Norconex / importer

Norconex Importer is a Java library and command-line application meant to "parse" and "extract" content out of a file as plain text, whatever its format (HTML, PDF, Word, etc). In addition, it allows you to perform any manipulation on the extracted text before using it in your own service or application.
http://www.norconex.com/collectors/importer/
Apache License 2.0
32 stars 23 forks source link

Support for including external script files in ScriptTagger #92

Closed ronjakoi closed 5 years ago

ronjakoi commented 5 years ago

The current way of using ScriptTagger is like this:

<tagger class="com.norconex.importer.handler.tagger.impl.ScriptTagger">
    <script><![CDATA[
        ... my script ...
    ]]></script>
</tagger>

Some of my scripts are longer than a few lines, so I thought it would be nice to have them in separate files. I tried adding a #parse("myscript.js") in the CDATA block, but it doesn't seem to work. I get these errors when running HTTP Collector:

ERROR [XMLConfigurationUtil$LogErrorHandler] (XML Validation) ScriptTagger: cvc-minLength-valid: Value '' with length = '0' is not facet-valid with respect to minLength '1' for type '#AnonType_scripttagger'.
ERROR [XMLConfigurationUtil$LogErrorHandler] (XML Validation) ScriptTagger: cvc-type.3.1.3: The value '' of element 'script' is not valid.

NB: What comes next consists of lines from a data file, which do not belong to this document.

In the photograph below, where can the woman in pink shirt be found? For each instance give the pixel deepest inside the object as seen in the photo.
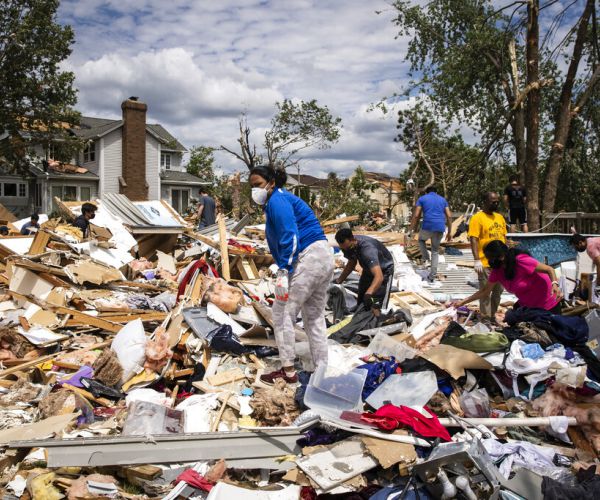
(534, 283)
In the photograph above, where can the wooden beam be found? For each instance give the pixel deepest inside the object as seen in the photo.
(40, 240)
(89, 320)
(223, 248)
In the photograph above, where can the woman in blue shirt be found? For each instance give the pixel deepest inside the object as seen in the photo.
(305, 262)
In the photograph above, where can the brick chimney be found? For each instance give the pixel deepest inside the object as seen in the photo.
(133, 181)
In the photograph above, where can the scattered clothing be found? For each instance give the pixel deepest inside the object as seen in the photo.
(489, 305)
(569, 330)
(390, 417)
(194, 479)
(478, 342)
(377, 373)
(588, 487)
(521, 454)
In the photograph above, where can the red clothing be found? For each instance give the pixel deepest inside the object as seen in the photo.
(390, 417)
(194, 479)
(533, 289)
(204, 268)
(593, 248)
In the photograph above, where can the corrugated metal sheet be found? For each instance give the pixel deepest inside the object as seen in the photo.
(456, 283)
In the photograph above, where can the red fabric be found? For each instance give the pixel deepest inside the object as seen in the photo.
(204, 268)
(390, 417)
(194, 479)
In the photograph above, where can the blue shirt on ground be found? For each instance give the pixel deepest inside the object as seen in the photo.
(433, 206)
(291, 227)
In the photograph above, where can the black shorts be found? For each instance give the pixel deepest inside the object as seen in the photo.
(517, 214)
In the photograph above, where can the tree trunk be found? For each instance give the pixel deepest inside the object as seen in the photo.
(532, 115)
(518, 122)
(563, 120)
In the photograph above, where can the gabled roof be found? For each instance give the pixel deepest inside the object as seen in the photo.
(163, 133)
(177, 177)
(308, 180)
(385, 180)
(94, 128)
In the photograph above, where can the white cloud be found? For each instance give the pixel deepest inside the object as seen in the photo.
(199, 64)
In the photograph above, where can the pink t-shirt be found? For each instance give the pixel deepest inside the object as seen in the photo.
(593, 248)
(531, 288)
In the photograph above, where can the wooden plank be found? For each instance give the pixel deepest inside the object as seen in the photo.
(88, 320)
(40, 240)
(27, 364)
(223, 248)
(341, 220)
(239, 265)
(226, 377)
(123, 318)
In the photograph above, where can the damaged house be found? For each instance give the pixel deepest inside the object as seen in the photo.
(116, 156)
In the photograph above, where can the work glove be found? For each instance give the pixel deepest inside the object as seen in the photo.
(282, 285)
(478, 267)
(370, 302)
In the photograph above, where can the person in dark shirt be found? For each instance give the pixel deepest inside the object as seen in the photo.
(206, 210)
(32, 226)
(515, 199)
(88, 212)
(377, 268)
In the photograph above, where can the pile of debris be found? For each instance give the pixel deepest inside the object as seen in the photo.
(131, 367)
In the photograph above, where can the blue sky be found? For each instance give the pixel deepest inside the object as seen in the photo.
(199, 63)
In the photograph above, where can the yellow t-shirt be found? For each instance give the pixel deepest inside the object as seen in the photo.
(487, 228)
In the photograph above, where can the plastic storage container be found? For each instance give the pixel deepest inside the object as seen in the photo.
(331, 391)
(593, 321)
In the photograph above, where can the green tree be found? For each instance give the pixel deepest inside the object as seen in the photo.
(201, 163)
(294, 127)
(444, 159)
(474, 68)
(36, 95)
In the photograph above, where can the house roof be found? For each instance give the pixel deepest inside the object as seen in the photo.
(94, 128)
(63, 171)
(308, 180)
(176, 177)
(385, 179)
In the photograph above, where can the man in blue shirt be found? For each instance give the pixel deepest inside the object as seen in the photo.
(436, 216)
(32, 226)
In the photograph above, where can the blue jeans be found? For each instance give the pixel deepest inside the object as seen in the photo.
(436, 239)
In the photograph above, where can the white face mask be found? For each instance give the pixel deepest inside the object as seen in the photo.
(259, 195)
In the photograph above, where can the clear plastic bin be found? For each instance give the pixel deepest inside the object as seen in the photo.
(386, 346)
(331, 391)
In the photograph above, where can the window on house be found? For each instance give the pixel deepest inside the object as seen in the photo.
(165, 161)
(180, 199)
(89, 152)
(70, 193)
(9, 189)
(85, 193)
(38, 195)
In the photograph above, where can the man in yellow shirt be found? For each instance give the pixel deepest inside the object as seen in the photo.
(486, 226)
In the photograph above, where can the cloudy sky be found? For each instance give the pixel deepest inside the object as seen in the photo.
(199, 63)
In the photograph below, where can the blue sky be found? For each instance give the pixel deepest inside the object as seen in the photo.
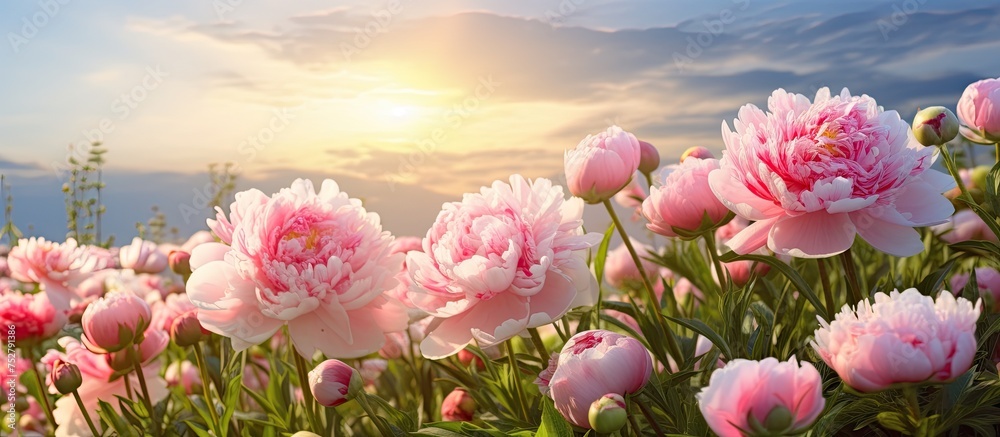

It would be nice if ScriptTagger supported a parameter for loading the script from an external file. Something like this maybe:

<tagger class="com.norconex.importer.handler.tagger.impl.ScriptTagger">
    <script file="myscript.js" />
</tagger>

Alternative solutions also welcome :)

ronjakoi commented 5 years ago

Actually, never mind, this was user error. I had one instance where the <script> element genuinely was empty.